Discuss with management the impact of the credit controller leaving the company and the steps taken to ensure timely receipt of outstanding balances from customers in the absence of a credit controller. (Is this one correct?)
Discuss with the newly hired credit controller the criteria for creating a bad debt allowance against potentially irrecoverable balances and if this criteria has changed in recent months and could somewhat account for the significant increase in receivables’ allowance. (Is this one correct?)
August 21, 2024 at 4:21 pm #710124I cannot comment on your second post because OpenTuition does not have the resources to provide what would amount to a marking service.
I will therefore focus on your first post – not that Encore is also available in the Study Hub (Q42)
Recasting/Adding up/Summing/Recalculation – these are all tests of arithmetic accuracy
And you have to know that external confirmation is primarily a test for EXISTENCE – not valuation – but a customer agreeing a balances does not mean that they have the financial means of settling their debt.

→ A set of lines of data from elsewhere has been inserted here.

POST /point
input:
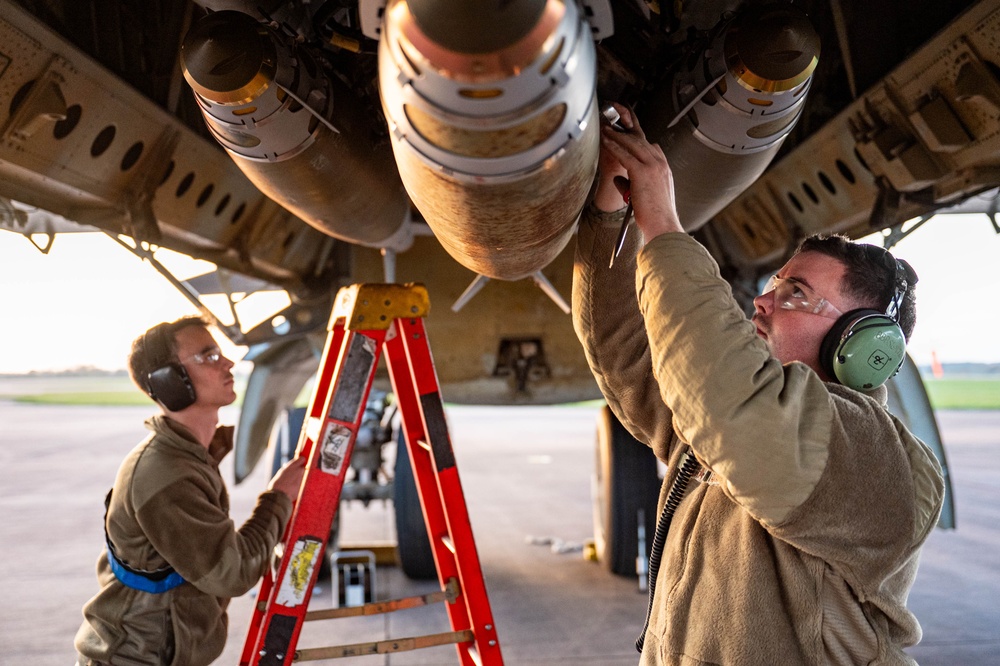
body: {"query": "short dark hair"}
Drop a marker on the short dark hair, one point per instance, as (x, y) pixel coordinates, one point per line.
(156, 348)
(873, 275)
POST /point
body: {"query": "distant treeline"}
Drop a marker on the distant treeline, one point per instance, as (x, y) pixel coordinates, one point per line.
(81, 371)
(956, 369)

So valuation assertion is indeed focussed almost exclusively on recoverability i.e. converting the receivable into cash (because it is a general principle of financial accounts that the carrying amount of any asset should not exceed its recoverable amount).
August 21, 2024 at 4:28 pm #710125And yes, the examiner wants candidates to think about specific scenarios and not regurgiate “rote-learned”/”text book” answers.
Here the analytical procedure (comparison of receivable collection period) is telling you that there supports a deterioriation in credit control due the lack of credit controller for a number of months.
There is a “clear and present danger” – the risk of irrecoverable debts has increased – and therefore the credit loss allowance should have increased also – but there are no specific loss allowances because it is only 2%.
August 21, 2024 at 5:04 pm #710129Thank you for your response!
This is really helpful.
August 21, 2024 at 7:20 pm #710136You are more than welcome! Keep your questions coming!